众人看似推杯换盏,实则注意全部投到这边,只是没人敢堂而皇之窥听这对爷孙的对话,只能看到他们的动作,暗暗猜测说了啥,好奇旺盛得像是有猫儿不断地刺挠。

“你——”

虞主簿完全说不出完整的话。

希望从虞紫脸上看出“玩笑”成分。

但是,没有,一点都没有。

“真的?不是骗叔爷爷?”

虞紫点头:“千真万确。”

虞主簿又问:“褚无晦等人可知?”

问完他就知道自己白问了。

褚无晦怎么可能不知?

虞紫先前流落市井,学的几个字是从侄女那边学的,根本不足以积累足够底蕴,更遑论开辟丹府、凝聚文心。这过程没老师手把手教导,仅凭个人悟性极难突破。

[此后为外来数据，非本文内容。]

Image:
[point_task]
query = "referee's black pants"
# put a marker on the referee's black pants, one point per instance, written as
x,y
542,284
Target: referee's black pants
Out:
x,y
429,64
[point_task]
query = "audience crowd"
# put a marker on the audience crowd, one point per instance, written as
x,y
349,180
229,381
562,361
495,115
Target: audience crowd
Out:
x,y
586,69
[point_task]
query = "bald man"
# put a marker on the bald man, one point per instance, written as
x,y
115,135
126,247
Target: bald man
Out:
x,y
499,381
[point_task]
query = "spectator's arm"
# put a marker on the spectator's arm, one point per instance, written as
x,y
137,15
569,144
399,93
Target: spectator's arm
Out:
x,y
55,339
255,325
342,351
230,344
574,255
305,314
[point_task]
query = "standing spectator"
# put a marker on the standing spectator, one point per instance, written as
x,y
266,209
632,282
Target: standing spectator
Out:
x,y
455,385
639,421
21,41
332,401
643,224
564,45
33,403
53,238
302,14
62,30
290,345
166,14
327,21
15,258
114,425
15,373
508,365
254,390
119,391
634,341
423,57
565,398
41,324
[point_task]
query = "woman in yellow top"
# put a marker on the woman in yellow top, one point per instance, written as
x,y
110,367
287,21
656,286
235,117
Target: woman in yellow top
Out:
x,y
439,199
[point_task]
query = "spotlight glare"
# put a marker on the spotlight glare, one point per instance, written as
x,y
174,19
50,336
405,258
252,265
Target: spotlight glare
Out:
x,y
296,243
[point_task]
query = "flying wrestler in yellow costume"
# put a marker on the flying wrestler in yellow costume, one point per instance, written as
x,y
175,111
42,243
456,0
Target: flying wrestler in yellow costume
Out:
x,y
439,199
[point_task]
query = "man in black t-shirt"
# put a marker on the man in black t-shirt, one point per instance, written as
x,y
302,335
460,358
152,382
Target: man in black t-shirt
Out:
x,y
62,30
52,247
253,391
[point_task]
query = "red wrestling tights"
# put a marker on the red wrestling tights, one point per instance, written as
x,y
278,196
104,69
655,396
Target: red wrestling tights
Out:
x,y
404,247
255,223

虞紫虽有天赋,奈何错过最佳时机,天赋也没高到那个无师自通的地步,也就是说——虞紫这枚文心的获得,褚曜大概率全程参与。她的性别,又岂能隐瞒?

虞主簿想到此,看向褚曜。

褚曜冲他举杯遥祝。

沈君冲他小幅度挥手手。

虞主簿:“……”

他默默忍下那口老血。

520……

这日子结婚的好多好多好多啊……

虽然一整天都在吃吃睡睡,但晚宴结束还是好累,一边码字一边打哈欠……我啥时候能精力恢复正常

(本章完)

第410章 410:老得包浆了

“女子获得文心……自古未有之……”虞主簿也觉此事棘手,为了保险起见,他随便找了个借口带虞紫离开营帐,准备问个清楚,“……此事发生前,可有什么奇怪的征兆?奇特梦境或是周遭有违背常理的怪异景象?旭日西升东落、雄鸡产蛋生子?”

虞主簿双手负背,眉头紧锁。

“没、没有吧……”跟虞主簿相似的眉眼也皱了起来,虞紫仔细回想自己凝聚文心那天的情形,风和日丽,一切正常。叔爷爷说的这些异象根本不可能发生吧?

“真没有?”

“真没有!”虞紫笃定,但心中多少有些郁闷,憋着小嘴抱怨道,“再说——我又不是什么特殊大人物。普普通通的四品中上文心,哪配得上这些奇奇怪怪的异象?”

她知道文心品阶越往上越稀少。

但也曾做梦想过二品上中。

毕竟身边就有俩现成的。

一个是授业恩师褚曜,一个是同门师姐林风,自己虽然过了学习启蒙最黄金的年纪,但康季寿也说她天赋不错,属于文心文士中上水准了。够不上二品上中,捞个三品上下也可以啊,但凝聚出文心花押却发现是四品中上,其中的落差感自然强烈……

虞主簿:“……”

一时间竟不知从哪儿开始吐槽。

女子获得文心,自古未有,怎么看都不普通吧?再者,什么叫“普普通通的四品中上文心”?她这话要是说出来能被多少文心文士一日两顿地骂?人家能酸死了。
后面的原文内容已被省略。